Nicolas serrait le pli dans sa main et résistait à l’envie d’en prendre aussitôt connaissance. Auprès de lui, Bourdeau endormi oscillait au gré des cahots. Le chemin récemment tracé et empierré traversait une campagne à demi détruite où se devinaient terrains vagues, chantiers et jardins. Nicolas s’interrogeait sur ce qui avait pu pousser le comte de Ruissec à acquérir cet hôtel neuf dans cet endroit isolé. Était-ce la modicité d’une vente effectuée par voie de justice pour payer les dettes d’un partisan failli, ou tout autre raison ? Peut-être l’explication la plus simple résidait-elle dans la proximité de la route de Versailles. Elle convenait à la situation d’un courtisan appelé par ses fonctions à se partager entre la ville et la Cour, à n’être jamais tout à fait éloigné ni de l’une ni de l’autre et, sans doute aussi, pour un vieil homme, comme l’avait suggéré Picard, à jouir, après des années passées dans la rigueur des camps, des douceurs d’un foyer. « Il faudra s’intéresser de plus près à toute cette famille », songea-t-il.

Son entretien avec le comte de Ruissec lui avait fait percevoir une étrange amertume qui ne coïncidait pas avec la douleur de la disparition d’un enfant. Il lui faudrait aller plus loin dans l’interrogatoire du comte de Ruissec, mais le faire avec habileté s’il voulait contourner les défenses de ce fauve. Ce caractère tout de violence paraissait rétif à toute espèce de séduction. L’ostentation dévote, quasiment puritaine, le couplet sur l’honneur n’avaient pas convaincu Nicolas. Il gardait de cet entretien l’impression presque physique d’un homme cruel et dissimulé.

Dans sa main crispée, le petit carré de papier brûlait comme une braise ; la sensation tira Nicolas de sa méditation. Il abaissa la glace de la portière, un vent frais et humide le souffleta au visage. Il se pencha pour profiter de la lumière du fanal et rompit le pain à cacheter. Quelques lignes d’une grande écriture tremblée et plutôt féminine, avec des lettres courbées se chevauchant, apparurent. Le texte était court et précis :

Monsieur,

Trouvez-vous demain à quatre heures à l’église des Carmes, rue de Vaugirard, dans la chapelle de la Vierge. Une personne vous y attendra qui souhaite bénéficier de vos lumières.
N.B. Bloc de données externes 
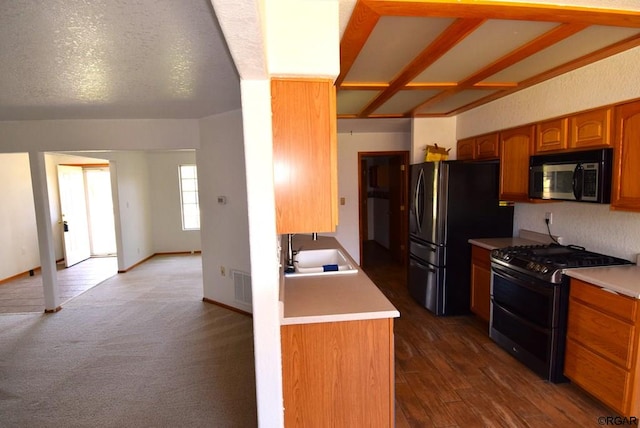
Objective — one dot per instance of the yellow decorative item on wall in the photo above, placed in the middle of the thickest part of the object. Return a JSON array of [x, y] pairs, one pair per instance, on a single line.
[[434, 153]]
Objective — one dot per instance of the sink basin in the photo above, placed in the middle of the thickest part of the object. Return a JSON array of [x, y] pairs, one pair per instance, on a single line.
[[321, 262]]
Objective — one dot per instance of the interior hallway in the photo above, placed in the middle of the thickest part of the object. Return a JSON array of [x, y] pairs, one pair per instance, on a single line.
[[25, 293]]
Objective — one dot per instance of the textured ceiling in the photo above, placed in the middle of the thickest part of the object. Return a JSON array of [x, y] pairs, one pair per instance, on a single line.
[[70, 59], [78, 59]]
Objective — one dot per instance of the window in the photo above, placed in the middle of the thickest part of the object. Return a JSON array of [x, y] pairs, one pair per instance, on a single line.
[[189, 197]]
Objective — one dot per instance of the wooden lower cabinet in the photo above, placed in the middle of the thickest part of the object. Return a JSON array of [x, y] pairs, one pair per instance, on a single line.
[[338, 374], [602, 346], [480, 282]]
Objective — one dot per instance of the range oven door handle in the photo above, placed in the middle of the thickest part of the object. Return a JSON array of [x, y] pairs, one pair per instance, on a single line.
[[519, 281], [520, 319]]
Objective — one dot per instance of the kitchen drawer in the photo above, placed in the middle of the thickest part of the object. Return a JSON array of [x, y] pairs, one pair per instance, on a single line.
[[481, 256], [614, 304], [605, 335], [601, 378]]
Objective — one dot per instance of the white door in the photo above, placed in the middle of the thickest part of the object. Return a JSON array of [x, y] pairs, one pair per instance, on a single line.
[[100, 211], [74, 214]]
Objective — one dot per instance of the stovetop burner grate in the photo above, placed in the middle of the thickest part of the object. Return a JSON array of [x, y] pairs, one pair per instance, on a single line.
[[547, 261]]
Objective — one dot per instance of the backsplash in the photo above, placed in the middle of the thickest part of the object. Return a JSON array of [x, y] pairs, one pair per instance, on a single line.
[[593, 226]]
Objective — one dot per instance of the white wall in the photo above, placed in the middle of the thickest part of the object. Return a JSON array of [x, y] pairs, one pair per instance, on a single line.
[[132, 207], [18, 235], [121, 134], [224, 228], [348, 147], [164, 190], [605, 82]]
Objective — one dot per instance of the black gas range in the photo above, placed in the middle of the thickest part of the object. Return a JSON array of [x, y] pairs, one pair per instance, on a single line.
[[530, 301], [546, 262]]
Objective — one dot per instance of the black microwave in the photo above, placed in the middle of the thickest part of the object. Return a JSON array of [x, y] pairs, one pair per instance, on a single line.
[[575, 176]]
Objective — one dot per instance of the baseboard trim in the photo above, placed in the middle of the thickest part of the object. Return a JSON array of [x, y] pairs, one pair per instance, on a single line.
[[136, 265], [231, 308], [177, 253], [27, 272]]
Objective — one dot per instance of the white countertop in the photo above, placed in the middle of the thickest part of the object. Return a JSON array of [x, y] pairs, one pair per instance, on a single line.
[[621, 279], [314, 299]]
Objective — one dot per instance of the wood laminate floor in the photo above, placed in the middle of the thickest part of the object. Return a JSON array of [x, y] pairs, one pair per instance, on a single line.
[[449, 373]]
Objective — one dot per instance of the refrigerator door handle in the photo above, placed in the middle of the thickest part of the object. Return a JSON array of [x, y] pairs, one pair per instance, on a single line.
[[419, 196]]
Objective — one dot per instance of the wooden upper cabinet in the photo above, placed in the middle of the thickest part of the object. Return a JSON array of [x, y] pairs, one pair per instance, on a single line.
[[590, 129], [304, 155], [551, 135], [466, 149], [516, 146], [481, 147], [625, 192]]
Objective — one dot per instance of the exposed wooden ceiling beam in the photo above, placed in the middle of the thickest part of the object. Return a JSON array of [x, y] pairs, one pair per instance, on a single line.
[[362, 22], [506, 10], [456, 32]]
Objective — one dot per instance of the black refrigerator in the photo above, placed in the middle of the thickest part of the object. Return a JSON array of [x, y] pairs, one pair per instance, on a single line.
[[451, 202]]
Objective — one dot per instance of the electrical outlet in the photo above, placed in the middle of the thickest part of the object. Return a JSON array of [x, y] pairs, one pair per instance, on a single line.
[[548, 217]]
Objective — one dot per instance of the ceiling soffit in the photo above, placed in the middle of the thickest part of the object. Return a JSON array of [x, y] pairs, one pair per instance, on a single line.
[[439, 58]]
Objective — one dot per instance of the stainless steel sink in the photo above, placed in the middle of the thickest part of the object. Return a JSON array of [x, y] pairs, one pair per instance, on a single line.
[[321, 262]]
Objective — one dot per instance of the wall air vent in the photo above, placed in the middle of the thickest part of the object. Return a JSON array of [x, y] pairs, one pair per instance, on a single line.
[[242, 286]]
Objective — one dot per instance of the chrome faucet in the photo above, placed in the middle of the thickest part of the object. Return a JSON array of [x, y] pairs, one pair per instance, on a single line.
[[290, 253]]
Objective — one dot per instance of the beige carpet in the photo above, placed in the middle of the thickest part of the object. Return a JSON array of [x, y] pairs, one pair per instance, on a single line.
[[139, 350], [25, 293]]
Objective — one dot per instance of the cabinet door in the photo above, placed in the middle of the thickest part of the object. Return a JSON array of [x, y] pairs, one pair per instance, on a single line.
[[480, 282], [304, 155], [590, 129], [625, 192], [487, 146], [338, 374], [551, 135], [466, 149], [515, 148]]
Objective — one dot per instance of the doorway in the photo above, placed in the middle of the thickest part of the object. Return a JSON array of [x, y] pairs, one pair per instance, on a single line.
[[383, 196], [86, 212]]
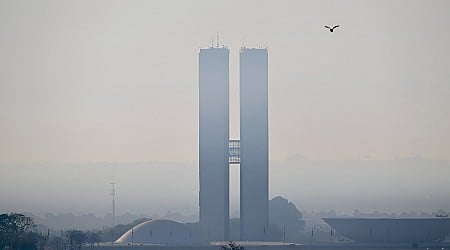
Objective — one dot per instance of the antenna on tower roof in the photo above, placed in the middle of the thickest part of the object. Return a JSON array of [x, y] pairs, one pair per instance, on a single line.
[[113, 194], [217, 40]]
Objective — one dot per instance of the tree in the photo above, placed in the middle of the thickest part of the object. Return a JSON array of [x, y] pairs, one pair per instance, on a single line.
[[76, 238], [233, 246], [16, 232], [93, 237]]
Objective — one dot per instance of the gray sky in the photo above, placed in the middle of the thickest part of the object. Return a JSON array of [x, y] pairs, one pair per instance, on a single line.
[[117, 81], [87, 81]]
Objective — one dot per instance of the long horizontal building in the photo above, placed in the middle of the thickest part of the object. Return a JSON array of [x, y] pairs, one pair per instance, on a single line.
[[392, 230]]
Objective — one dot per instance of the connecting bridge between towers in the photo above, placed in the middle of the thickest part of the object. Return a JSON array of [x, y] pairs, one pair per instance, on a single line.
[[234, 152]]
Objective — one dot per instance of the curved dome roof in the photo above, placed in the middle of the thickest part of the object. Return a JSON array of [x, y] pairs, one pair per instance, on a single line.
[[166, 232]]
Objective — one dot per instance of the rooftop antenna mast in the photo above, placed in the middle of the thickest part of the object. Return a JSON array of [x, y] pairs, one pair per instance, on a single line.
[[217, 40], [113, 194]]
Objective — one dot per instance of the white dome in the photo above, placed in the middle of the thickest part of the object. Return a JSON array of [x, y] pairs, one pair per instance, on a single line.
[[166, 232]]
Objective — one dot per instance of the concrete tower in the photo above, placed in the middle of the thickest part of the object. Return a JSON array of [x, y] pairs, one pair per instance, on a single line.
[[213, 143], [254, 133]]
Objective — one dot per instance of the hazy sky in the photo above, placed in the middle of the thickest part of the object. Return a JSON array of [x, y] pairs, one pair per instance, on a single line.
[[89, 81]]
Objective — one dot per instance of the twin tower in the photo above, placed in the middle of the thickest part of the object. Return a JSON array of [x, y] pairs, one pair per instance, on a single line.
[[217, 152]]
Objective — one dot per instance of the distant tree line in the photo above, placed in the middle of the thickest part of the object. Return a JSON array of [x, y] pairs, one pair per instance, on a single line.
[[18, 232]]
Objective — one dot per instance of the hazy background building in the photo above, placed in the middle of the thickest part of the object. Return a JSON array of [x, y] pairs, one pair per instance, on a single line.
[[254, 168], [213, 143]]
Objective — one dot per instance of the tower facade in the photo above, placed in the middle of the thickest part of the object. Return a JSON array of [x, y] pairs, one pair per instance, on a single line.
[[254, 143], [213, 143]]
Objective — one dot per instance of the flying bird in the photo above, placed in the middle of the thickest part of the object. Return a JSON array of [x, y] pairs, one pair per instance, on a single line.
[[331, 29]]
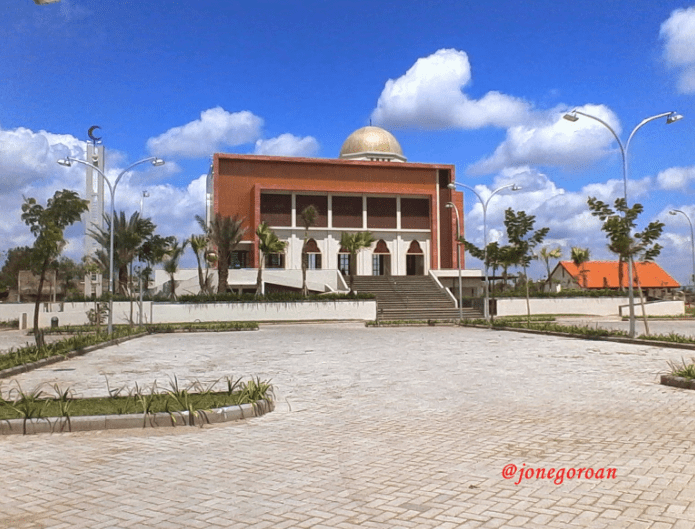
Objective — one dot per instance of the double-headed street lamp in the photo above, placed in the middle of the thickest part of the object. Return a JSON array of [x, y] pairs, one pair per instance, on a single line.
[[458, 254], [484, 203], [671, 117], [67, 162], [692, 238]]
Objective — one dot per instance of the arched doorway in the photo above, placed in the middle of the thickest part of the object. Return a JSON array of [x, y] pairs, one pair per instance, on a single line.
[[381, 259], [344, 259], [313, 255], [415, 260]]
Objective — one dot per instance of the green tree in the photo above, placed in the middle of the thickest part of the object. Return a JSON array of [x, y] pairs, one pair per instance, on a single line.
[[129, 234], [17, 259], [545, 255], [308, 217], [354, 243], [171, 264], [48, 225], [580, 256], [268, 243], [225, 233], [523, 240], [619, 224], [199, 245]]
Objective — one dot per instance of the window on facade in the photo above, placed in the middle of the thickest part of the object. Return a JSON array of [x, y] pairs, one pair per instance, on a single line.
[[321, 205], [381, 213], [347, 212], [314, 261], [275, 260], [415, 213], [276, 210], [344, 263], [239, 259]]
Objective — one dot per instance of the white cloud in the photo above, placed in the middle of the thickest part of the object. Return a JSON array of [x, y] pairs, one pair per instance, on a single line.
[[429, 96], [288, 145], [678, 34], [28, 157], [676, 178], [216, 129], [554, 141]]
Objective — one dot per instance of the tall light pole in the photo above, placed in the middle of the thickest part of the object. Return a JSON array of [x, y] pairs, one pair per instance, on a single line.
[[458, 254], [692, 238], [484, 203], [671, 117], [67, 162]]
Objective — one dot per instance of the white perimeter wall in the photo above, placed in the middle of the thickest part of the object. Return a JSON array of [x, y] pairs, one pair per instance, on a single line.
[[595, 306], [76, 313]]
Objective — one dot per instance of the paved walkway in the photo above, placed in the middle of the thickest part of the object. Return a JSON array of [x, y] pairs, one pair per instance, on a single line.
[[377, 428]]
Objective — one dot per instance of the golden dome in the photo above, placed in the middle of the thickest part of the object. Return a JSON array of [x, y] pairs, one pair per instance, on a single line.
[[370, 143]]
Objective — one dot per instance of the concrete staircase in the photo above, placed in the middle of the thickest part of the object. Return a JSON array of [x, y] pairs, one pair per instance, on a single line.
[[410, 298]]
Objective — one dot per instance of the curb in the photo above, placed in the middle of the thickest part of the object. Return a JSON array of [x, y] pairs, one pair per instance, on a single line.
[[88, 423], [60, 357], [677, 382], [617, 339]]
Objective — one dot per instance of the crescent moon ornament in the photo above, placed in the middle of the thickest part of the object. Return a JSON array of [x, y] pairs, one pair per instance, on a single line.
[[91, 135]]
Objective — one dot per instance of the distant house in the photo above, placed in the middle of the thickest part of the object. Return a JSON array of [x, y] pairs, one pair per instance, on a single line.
[[595, 275]]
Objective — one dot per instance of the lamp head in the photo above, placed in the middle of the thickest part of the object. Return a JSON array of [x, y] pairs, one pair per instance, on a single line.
[[673, 117]]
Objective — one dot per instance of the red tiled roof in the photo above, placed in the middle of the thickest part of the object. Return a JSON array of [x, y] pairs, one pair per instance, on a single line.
[[604, 274]]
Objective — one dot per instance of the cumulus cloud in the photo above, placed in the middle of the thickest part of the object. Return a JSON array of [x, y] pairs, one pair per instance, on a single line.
[[216, 129], [28, 157], [565, 212], [554, 141], [429, 96], [676, 178], [288, 145], [678, 34]]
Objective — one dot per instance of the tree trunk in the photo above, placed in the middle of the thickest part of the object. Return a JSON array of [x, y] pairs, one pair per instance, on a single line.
[[639, 289], [305, 289], [259, 278], [38, 335], [222, 273]]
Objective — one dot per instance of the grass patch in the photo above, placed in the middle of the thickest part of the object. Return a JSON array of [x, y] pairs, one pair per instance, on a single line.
[[683, 370], [195, 399], [86, 336]]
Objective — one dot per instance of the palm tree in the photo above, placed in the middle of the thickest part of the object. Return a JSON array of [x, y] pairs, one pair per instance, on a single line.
[[128, 237], [225, 233], [171, 264], [268, 243], [199, 244], [579, 257], [308, 216], [354, 243], [546, 255]]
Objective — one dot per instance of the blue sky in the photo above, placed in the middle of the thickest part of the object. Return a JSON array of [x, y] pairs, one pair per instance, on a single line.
[[482, 85]]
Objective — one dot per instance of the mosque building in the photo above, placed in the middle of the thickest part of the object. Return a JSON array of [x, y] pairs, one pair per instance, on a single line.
[[370, 187]]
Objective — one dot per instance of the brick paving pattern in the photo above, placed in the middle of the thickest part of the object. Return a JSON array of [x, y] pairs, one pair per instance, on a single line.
[[374, 428]]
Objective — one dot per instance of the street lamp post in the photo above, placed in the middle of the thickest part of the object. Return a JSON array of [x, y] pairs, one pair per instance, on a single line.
[[671, 117], [692, 238], [67, 162], [484, 204], [458, 255], [145, 194]]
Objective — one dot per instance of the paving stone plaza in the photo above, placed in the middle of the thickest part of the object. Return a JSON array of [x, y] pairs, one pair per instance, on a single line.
[[375, 428]]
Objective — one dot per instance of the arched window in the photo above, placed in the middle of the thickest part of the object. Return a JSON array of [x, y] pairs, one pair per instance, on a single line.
[[313, 255]]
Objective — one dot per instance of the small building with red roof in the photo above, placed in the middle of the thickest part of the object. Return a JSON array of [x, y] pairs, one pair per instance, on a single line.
[[597, 275]]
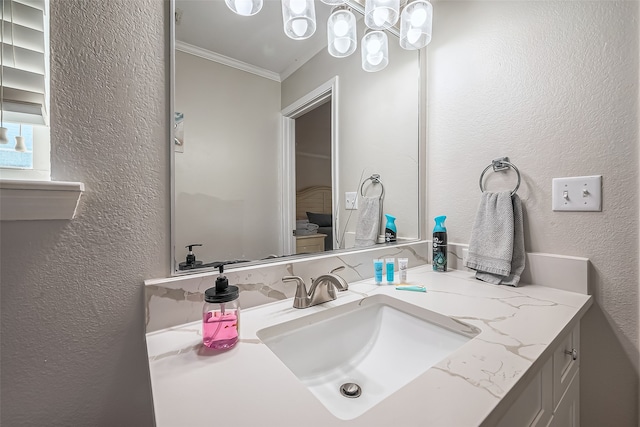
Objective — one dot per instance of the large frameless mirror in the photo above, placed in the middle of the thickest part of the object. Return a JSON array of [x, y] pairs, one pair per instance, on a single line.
[[281, 149]]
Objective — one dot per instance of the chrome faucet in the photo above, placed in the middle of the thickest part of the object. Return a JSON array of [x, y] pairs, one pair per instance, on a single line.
[[323, 289]]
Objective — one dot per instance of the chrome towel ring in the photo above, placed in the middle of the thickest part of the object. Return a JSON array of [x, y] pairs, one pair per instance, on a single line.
[[375, 179], [500, 165]]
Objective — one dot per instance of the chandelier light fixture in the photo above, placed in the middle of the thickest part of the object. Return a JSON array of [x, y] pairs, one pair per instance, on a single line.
[[341, 32], [244, 7], [299, 18], [375, 50], [415, 25], [381, 14]]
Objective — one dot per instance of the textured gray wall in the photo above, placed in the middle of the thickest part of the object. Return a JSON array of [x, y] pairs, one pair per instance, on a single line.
[[72, 330], [554, 86]]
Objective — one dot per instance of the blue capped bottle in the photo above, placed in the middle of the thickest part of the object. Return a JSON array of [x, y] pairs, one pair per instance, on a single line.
[[390, 231], [440, 245]]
Machinalement, il porta le message à ses narines et en respira le parfum. Il avait déjà senti ces odeurs chez de vieilles personnes, ces vieilles douairières de la bonne société de Guérande qui fréquentaient son tuteur le chanoine ou qu’il rencontrait chez le marquis de Ranreuil. Il reconnaissait le parfum à peine dissipé de la poudre de riz et de l’« Eau de la reine de Hongrie ». Il examina le papier de couleur vert amande, vergé, sans chiffre ni marque gravés. Ces observations le conduisirent à faire le lien entre l’auteur de ce pli et l’apparition à la croisée de l’hôtel de Ruissec. Ce message, transmis par le fidèle majordome de la famille, émanait sans doute de la comtesse de Ruissec et manifestait clairement la volonté de lui confier quelque secret en confidence. Un détail pourtant l’intriguait : c’était moins une volonté de l’éclairer lui-même sur la mort du vicomte qui était l’objet du rendez-vous, qu’une supposée demande de conseils. Il se rassura en se disant que les deux choses n’étaient peut-être pas si éloignées l’une de l’autre.